A new quantum computer in Denmark!
Alternative clickbait topic:
"How often are new quantum computers built?"
Quantum computers are wildly expensive, so you rent your computer time at the existing centres rather than getting one computer of your own. And now, there might be one more to share – might, because I am not certain about their policy regarding sharing. Magna is the new quantum computer that you can read about here (on the Danish Quantum Community website – I love the name). The expectations are that it could be ready in 2026, but possibly also in 2027. I shall ask if I can come to visit.
A person I met who has been working in the quantum computer domain is rather pessimismistic about it overall – that is why s/he left. To begin with, no one knows how quantum computers work exactly; if anyone claims they do, they are lying (my source emphasized this). Secondly, these computers are so powerful, that despite their massive calculation errors (more about that in the next newsletter), only a tiny fraction of their capacity is needed to calculate what we now expect to be "advanced molecule structures". That is how powerful they are, and this does not leave much else for us to compute, my source says. A quantum computer is, according to my source, a “fun physics thought experiment” with no real use.

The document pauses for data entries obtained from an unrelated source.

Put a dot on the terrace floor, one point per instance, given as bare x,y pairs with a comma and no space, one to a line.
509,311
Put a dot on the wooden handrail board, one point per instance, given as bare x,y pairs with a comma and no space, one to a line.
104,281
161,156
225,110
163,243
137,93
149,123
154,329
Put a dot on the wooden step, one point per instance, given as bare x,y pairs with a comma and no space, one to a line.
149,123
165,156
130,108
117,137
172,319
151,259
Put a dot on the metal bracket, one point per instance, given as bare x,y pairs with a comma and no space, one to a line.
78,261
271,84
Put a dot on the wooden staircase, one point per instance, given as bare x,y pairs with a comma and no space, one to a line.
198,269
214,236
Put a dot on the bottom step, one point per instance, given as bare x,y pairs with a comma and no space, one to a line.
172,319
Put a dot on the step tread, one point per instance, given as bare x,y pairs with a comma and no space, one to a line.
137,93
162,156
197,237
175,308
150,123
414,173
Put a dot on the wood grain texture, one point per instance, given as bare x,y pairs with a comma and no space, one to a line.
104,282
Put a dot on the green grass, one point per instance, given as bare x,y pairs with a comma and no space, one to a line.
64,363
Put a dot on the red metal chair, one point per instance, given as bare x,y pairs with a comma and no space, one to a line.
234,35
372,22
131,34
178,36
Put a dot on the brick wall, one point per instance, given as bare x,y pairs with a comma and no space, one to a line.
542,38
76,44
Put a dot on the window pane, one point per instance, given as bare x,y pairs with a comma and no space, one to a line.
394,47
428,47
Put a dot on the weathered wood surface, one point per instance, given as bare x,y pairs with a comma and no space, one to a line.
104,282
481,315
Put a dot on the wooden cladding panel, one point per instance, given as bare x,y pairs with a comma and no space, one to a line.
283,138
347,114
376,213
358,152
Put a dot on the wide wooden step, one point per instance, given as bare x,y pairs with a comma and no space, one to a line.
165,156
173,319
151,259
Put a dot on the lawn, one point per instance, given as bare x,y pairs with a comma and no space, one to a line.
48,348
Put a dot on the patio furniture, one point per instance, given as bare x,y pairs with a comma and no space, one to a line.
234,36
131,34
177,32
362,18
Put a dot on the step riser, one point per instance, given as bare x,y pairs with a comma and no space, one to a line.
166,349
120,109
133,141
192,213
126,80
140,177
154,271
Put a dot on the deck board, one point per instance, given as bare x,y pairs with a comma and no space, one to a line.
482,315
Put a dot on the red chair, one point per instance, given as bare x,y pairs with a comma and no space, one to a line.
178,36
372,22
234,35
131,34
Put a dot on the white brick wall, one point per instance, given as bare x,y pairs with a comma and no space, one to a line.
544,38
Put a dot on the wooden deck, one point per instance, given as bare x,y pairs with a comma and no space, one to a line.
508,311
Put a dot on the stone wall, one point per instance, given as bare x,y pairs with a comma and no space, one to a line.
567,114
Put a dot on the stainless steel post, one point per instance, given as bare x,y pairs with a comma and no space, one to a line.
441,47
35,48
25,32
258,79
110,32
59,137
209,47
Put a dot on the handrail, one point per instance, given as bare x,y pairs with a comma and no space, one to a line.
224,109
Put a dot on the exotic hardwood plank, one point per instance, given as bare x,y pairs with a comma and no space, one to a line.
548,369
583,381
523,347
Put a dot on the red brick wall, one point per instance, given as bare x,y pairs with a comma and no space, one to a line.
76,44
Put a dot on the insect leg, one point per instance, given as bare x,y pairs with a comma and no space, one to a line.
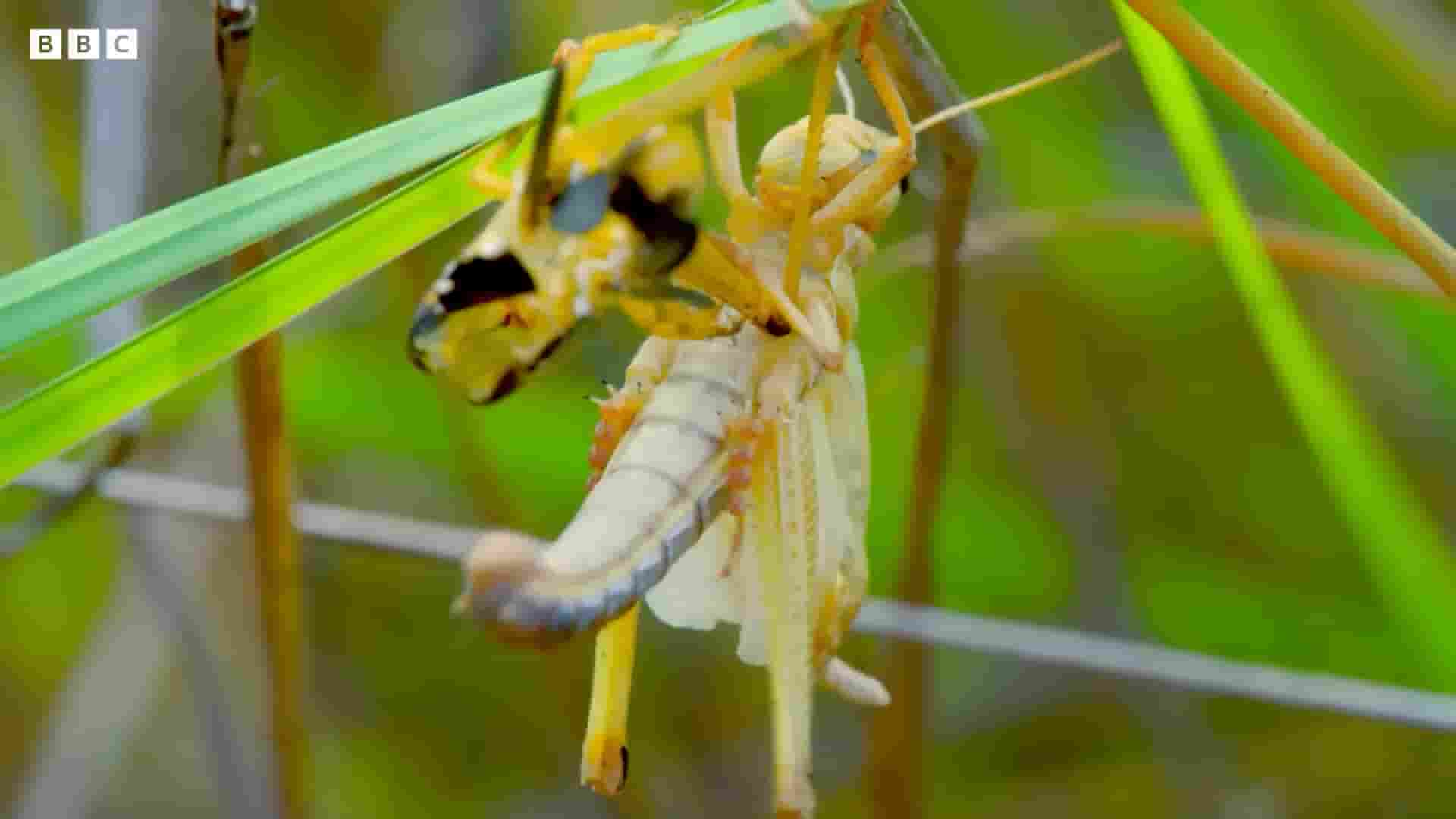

I want to be realistic – but I am a bit reluctant to the claim that there is no future use. The beauty of research and technology development is that we will find new areas in life where our inventions and findings will be of use. We could not have predicted listening to music on CDs two hundred years prior – but we can predict that things can change and evolve in unprecedented ways. So, maybe additional applications will come with time, and we can use the knowledge we gain from the project in other areas meanwhile? I mean, the babies born today – the jobs they will have do not even exist yet.
I also asked a representative at one of the computer centres in the Nordics about the memory storage of a quantum computer. Is it long, short, how short?
Turns out, its memory is very short – and not transferrable. I had actually assumed that the quantum computers learn from their previous calculations, but it seems to not be the case at all because of the basics: the no-cloning theorem, which is about the inability to copy a quantum position without simultaneously destroying it. The quant processor is right now its own memory, starting over and over at each calculation.